Relatively high prevalence in susceptible populations.

Comorbid conditions for fetal alcohol spectrum disorder include congenital abnormalities, deformities, chromosomal abnormalities, mental and behavioral disorders.

At least as common as autism spectrum disorders.

Costs of care exceeds 3.8 $billion annually.

No safe level of alcohol use during pregnancy has been established.

The expression of fetal alcohol phenotype is age and development dependent.

Larger amounts of alcohol appear to increase problems and binge drinking is more harmful than drinking small amounts of alcohol.

Alcohol is most harmful during the first 3 months of pregnancy, but drinking alcohol any time during pregnancy can be harmful.

A baby with fetal alcohol syndrome may have: poor growth in utero and after birth, decreased muscle tone, poor coordination, delaye development in thinking, speech, movement, or social skills, ventricular septal defect (VSD) or atrial septal defect (ASD), facial abnormalities of narrow, small eyes with large epicanthal folds, microcephaly, small upper jaw, and smooth groove in upper lip.

About one in four patients with fetal alcohol syndrome has either an ASD or a ventricular septal defect.

Delayed or uncoordinated motor skills, hearing or vision problems, learning disabilities, behavior problems, and inappropriate social skills compared to same-age peers are also associated with fetal alcohol spectrum disorder.

Disorder affects CNS and senosry system in 50-90% of children.

Disorders of brain function are the primary processes of prolonged impairments.

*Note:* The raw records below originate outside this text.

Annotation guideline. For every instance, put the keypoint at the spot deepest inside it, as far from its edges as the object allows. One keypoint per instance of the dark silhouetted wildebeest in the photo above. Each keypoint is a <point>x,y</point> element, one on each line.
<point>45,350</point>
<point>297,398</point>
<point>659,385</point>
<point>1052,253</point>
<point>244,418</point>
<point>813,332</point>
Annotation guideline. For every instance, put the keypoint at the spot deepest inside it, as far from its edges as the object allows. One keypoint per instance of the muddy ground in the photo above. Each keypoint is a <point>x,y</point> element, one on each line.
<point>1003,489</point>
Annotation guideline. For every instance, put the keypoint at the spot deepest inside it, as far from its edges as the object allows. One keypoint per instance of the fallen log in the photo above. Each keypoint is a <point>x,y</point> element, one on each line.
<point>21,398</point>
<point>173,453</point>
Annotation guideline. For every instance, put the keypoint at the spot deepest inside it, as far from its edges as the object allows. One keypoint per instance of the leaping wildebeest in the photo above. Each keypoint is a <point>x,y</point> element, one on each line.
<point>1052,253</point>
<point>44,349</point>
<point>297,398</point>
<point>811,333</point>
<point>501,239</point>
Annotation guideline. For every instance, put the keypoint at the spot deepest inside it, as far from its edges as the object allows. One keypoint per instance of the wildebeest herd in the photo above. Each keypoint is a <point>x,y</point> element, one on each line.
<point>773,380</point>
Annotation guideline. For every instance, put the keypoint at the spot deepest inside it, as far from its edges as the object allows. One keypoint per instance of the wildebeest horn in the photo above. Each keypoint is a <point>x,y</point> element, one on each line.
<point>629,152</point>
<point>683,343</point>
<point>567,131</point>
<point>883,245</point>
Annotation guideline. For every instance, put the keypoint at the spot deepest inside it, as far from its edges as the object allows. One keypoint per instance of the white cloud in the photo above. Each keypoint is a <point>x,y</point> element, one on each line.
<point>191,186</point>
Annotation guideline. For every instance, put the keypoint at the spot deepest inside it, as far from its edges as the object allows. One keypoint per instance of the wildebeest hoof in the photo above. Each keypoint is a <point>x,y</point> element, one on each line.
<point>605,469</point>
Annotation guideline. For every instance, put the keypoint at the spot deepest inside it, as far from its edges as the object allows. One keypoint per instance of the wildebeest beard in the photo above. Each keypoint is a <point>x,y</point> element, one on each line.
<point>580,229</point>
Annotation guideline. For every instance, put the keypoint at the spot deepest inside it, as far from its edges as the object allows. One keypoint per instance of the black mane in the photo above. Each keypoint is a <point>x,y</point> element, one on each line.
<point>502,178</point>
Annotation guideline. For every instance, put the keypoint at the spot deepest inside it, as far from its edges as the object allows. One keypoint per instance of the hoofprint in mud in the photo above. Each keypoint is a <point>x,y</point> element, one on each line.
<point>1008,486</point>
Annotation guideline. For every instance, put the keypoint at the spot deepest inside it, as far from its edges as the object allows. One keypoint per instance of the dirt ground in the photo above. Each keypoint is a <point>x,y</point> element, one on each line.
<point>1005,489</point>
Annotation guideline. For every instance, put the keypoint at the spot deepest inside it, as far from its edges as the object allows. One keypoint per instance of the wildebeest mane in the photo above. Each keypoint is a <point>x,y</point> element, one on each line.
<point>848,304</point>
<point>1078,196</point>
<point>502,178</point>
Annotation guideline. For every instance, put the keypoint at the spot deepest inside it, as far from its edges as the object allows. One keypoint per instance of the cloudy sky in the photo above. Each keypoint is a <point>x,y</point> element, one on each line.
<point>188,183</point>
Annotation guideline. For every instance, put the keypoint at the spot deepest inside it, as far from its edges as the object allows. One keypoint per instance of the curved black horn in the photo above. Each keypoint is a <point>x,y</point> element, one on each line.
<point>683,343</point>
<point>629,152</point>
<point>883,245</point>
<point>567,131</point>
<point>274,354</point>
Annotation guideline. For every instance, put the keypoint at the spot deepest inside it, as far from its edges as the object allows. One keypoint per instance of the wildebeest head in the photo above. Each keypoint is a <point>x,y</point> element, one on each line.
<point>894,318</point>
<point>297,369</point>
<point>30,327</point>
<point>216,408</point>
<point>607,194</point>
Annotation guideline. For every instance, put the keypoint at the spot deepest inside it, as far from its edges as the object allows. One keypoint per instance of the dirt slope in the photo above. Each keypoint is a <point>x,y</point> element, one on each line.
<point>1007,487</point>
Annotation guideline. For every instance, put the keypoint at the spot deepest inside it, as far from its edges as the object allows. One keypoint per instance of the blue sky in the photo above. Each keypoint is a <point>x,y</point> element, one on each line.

Complications seen in the infant may include: impaired in-utero growth, abnormal cardiac structure and function, abnormal head, eyes, nose or mouth structures, developmental impairment, behavior problems, infant death, and mental retardation.

Fetal alcohol spectrum disorder patients are more likely to have trouble in school, legal problems, participate in high-risk behaviors, and develop substance use disorders themselves.

44% of children born to heavy maternal drinkers had functional CNS abnormalities, compared to 13.6% of children who were not exposed to alcohol (Kuehn D et al).

In the above study 27.2% of exposed children had growth restriction compared with 12.5% of the control group, and 17.3% of exposed children had facial abnormalities compared to 1.1% of the control group.